# How do you solve 3+sqrt[x+7]=sqrt[x+4] and find any extraneous solutions?

Jun 16, 2016

the equation is impossible

#### Explanation:

you can calculate

${\left(3 + \sqrt{x + 7}\right)}^{2} = {\left(\sqrt{x + 4}\right)}^{2}$

$9 + x + 7 + 6 \sqrt{x + 7} = x + 4$

that's

$6 \sqrt{x + 7} = \cancel{x} + 4 - 9 \cancel{- x} - 7$

$6 \sqrt{x + 7} = - 12$

that's impossible because a square root must be positive

Jun 16, 2016

No real roots of $x$ exist in $R$ ($x \notin R$)

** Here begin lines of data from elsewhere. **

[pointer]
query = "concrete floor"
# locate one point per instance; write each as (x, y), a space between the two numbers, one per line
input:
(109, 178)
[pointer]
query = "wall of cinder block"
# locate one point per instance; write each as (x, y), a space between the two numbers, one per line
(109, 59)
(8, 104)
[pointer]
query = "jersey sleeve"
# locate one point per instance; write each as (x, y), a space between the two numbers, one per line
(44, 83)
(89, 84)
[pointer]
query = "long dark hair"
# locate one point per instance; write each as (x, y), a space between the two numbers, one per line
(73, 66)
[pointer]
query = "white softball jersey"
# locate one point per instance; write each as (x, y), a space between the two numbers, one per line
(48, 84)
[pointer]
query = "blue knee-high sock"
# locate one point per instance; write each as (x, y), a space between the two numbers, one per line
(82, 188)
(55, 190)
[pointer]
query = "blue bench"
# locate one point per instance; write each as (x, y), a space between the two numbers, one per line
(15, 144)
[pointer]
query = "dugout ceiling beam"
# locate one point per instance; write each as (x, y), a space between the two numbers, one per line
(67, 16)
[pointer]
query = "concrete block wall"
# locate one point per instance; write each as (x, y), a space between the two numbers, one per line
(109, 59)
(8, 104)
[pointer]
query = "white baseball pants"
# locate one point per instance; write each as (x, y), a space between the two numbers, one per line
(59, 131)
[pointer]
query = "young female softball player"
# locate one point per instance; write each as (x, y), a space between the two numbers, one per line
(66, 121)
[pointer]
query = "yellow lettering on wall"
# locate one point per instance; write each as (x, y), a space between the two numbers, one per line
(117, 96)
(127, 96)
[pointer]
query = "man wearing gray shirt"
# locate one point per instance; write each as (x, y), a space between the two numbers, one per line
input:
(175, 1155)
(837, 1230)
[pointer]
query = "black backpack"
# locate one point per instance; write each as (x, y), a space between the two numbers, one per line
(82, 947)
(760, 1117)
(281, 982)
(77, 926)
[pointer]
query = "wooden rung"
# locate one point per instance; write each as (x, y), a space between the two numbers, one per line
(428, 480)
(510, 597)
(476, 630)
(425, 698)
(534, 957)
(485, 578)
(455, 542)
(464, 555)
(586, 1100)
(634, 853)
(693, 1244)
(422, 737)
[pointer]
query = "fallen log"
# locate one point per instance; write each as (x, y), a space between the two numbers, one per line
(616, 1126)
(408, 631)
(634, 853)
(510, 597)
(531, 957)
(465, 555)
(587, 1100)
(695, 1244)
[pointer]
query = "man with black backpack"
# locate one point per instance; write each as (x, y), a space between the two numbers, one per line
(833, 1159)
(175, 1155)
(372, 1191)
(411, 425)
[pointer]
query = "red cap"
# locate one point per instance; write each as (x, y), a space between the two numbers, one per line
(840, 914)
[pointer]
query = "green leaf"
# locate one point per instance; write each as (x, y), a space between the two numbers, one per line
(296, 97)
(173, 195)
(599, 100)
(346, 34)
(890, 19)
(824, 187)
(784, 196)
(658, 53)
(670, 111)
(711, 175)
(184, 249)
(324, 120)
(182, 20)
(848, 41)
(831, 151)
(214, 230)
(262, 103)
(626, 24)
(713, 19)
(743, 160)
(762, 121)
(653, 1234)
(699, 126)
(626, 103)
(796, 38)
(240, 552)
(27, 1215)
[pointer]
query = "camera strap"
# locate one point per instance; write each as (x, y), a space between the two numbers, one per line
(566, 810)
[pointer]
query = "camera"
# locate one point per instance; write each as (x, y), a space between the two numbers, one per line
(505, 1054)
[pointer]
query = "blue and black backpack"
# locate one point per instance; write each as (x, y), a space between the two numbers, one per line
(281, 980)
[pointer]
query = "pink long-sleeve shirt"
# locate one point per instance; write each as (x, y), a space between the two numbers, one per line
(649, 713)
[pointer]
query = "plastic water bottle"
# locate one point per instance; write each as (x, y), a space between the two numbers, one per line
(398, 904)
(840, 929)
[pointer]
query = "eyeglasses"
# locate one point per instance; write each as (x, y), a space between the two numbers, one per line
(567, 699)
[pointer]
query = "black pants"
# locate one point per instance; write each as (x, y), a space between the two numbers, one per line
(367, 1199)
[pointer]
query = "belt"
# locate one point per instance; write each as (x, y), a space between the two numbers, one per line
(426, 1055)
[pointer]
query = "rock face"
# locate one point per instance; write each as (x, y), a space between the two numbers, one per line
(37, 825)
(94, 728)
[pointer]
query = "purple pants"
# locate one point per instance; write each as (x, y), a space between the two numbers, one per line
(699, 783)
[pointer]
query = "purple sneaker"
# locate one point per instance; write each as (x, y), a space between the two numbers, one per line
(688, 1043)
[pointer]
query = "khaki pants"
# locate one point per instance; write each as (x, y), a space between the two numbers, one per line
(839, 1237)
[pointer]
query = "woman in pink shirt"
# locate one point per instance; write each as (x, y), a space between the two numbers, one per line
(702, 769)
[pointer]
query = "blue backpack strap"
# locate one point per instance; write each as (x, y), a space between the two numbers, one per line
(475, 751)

$x$ is a complex number $x = 4 \cdot {i}^{4} - 7$

#### Explanation:

First to solve this equation we think how to take off the square root, by squaring both sides:

${\left(3 + \sqrt{x + 7}\right)}^{2} = {\left(\sqrt{x + 4}\right)}^{2}$

Using the binomial property for squaring of sum
${\left(a + b\right)}^{2} = {a}^{2} + 2 a b + {b}^{2}$

Applying it on both sides of the equation we have:

$\left({3}^{2} + 2 \cdot 3 \cdot \sqrt{x + 7} + {\left(\sqrt{x + 7}\right)}^{2}\right) = x + 4$

Knowing that ${\left(\sqrt{a}\right)}^{2} = a$
$9 + 6 \sqrt{x + 7} + x + 7 = x + 4$

Taking all the know a and unknowns to the second side leaving the square root on one side we have:

$6 \sqrt{x + 7} = x + 4 - x - 7 - 9$
$6 \sqrt{x + 7} = - 12$
$\sqrt{x + 7} = - \frac{12}{6}$
$\sqrt{x + 7} = - 2$

Since square root equal to a negative real number that is
impossible in $R$, no roots exists so we have to check complex set.

$\sqrt{x + 7} = - 2$

Knowing that i^2=-1 that means $- 2 = 2 \cdot {i}^{2}$

$\sqrt{x + 7} = 2 {i}^{2}$
Squaring both sides we have:

$x + 7 = 4 \cdot {i}^{4}$
Therefore , $x = 4 \cdot {i}^{4} - 7$

So $x$ is a complex number.